Bruce Jentleson, a professor at Duke University’s Sanford School of Public Policy who served in the State Department under Clinton from 2009 to 2011, suggested a different way forward. 

He insisted that voters who might not be impressed by nebulous achievements or foreign-policy arcana could be persuaded that a solid performance on the world stage was proof of broader leadership qualities.

“Foreign policy is going to play into this election in a bank-shot way,” he said. “There is not an issue — like Iraq was — that is really going to move voters. But when they hear ‘foreign policy,’ they think not just about the issues but about leadership. It reinforces the sense that she is a very capable leader.”

Republicans maintain that precisely the opposite is true. In addition to what they see as a lack of concrete accomplishments, they point to the continuing controversy over the fatal 2012 attack in Benghazi, Libya, as well as ongoing revelations about donations to the Clinton Foundation.

Neither issue is going away soon, with the House panel on Benghazi taking a deposition from long-time Clinton ally Sidney Blumenthal on Tuesday, and media stories about the foundation continuing to emerge.

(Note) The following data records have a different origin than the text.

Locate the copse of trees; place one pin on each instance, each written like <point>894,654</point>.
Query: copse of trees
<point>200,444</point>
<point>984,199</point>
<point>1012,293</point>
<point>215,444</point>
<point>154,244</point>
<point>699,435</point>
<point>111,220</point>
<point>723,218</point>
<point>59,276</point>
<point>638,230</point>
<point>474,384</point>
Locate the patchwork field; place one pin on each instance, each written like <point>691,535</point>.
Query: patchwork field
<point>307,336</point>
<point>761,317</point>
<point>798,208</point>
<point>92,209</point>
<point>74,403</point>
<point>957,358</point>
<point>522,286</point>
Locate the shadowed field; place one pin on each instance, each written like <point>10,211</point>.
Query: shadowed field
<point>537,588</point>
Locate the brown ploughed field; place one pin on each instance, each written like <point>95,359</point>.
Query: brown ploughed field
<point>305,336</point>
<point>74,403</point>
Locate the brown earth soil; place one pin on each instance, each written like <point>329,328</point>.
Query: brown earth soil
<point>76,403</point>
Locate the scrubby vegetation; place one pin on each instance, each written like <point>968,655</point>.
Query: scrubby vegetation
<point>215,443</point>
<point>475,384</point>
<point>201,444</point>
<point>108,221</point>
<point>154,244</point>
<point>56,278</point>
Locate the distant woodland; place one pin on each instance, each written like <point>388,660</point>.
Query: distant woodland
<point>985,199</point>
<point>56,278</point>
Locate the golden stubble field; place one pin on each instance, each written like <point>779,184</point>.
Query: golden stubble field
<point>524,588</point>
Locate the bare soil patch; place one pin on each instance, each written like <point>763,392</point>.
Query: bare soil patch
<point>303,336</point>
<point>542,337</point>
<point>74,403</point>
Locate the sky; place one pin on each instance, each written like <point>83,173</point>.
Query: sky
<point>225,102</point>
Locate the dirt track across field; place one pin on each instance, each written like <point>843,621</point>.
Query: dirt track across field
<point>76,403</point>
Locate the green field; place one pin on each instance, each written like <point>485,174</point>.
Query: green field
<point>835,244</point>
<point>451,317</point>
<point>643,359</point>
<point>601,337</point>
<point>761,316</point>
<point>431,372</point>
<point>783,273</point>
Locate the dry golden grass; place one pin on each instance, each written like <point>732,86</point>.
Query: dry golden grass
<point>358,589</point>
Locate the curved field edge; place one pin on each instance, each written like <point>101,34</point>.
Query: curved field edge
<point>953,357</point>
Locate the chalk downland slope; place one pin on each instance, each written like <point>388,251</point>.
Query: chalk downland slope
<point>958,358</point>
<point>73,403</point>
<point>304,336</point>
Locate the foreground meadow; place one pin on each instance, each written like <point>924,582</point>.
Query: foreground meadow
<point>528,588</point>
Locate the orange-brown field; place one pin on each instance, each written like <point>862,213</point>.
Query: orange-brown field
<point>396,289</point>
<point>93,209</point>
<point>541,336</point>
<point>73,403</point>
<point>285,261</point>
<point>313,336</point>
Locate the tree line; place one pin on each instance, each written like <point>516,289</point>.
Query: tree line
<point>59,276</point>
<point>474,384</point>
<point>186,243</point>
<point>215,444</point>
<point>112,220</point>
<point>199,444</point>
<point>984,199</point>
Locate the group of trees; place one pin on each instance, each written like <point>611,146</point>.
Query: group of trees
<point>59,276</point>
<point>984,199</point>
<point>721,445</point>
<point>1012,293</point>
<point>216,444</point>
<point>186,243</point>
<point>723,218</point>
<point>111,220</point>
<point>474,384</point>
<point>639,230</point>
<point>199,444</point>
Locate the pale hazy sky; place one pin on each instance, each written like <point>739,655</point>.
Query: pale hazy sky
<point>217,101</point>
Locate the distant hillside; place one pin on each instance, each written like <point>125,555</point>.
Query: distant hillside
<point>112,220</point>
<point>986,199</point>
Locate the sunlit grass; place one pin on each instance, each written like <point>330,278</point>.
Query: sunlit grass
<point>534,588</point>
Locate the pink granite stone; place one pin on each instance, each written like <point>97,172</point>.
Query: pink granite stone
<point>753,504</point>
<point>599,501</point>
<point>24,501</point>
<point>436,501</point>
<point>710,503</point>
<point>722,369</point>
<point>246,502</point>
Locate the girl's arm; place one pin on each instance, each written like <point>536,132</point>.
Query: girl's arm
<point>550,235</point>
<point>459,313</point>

Democratic strategists profess themselves unbothered by the Benghazi issue, which they consider overblown. Manley said that, when it comes to the Clintons, the GOP has “an amazing ability to overreach. They’ll blow it this time just like they have in the past.”

But even people sympathetic to Clinton expressed some concern that there is no signature achievement that could serve as a one-shot counterweight to the Republican attacks.

Jentleson, though he praised Clinton highly for her competence, noted, “There was a lot of discussion about this before she was even running. There is no Camp David agreement.”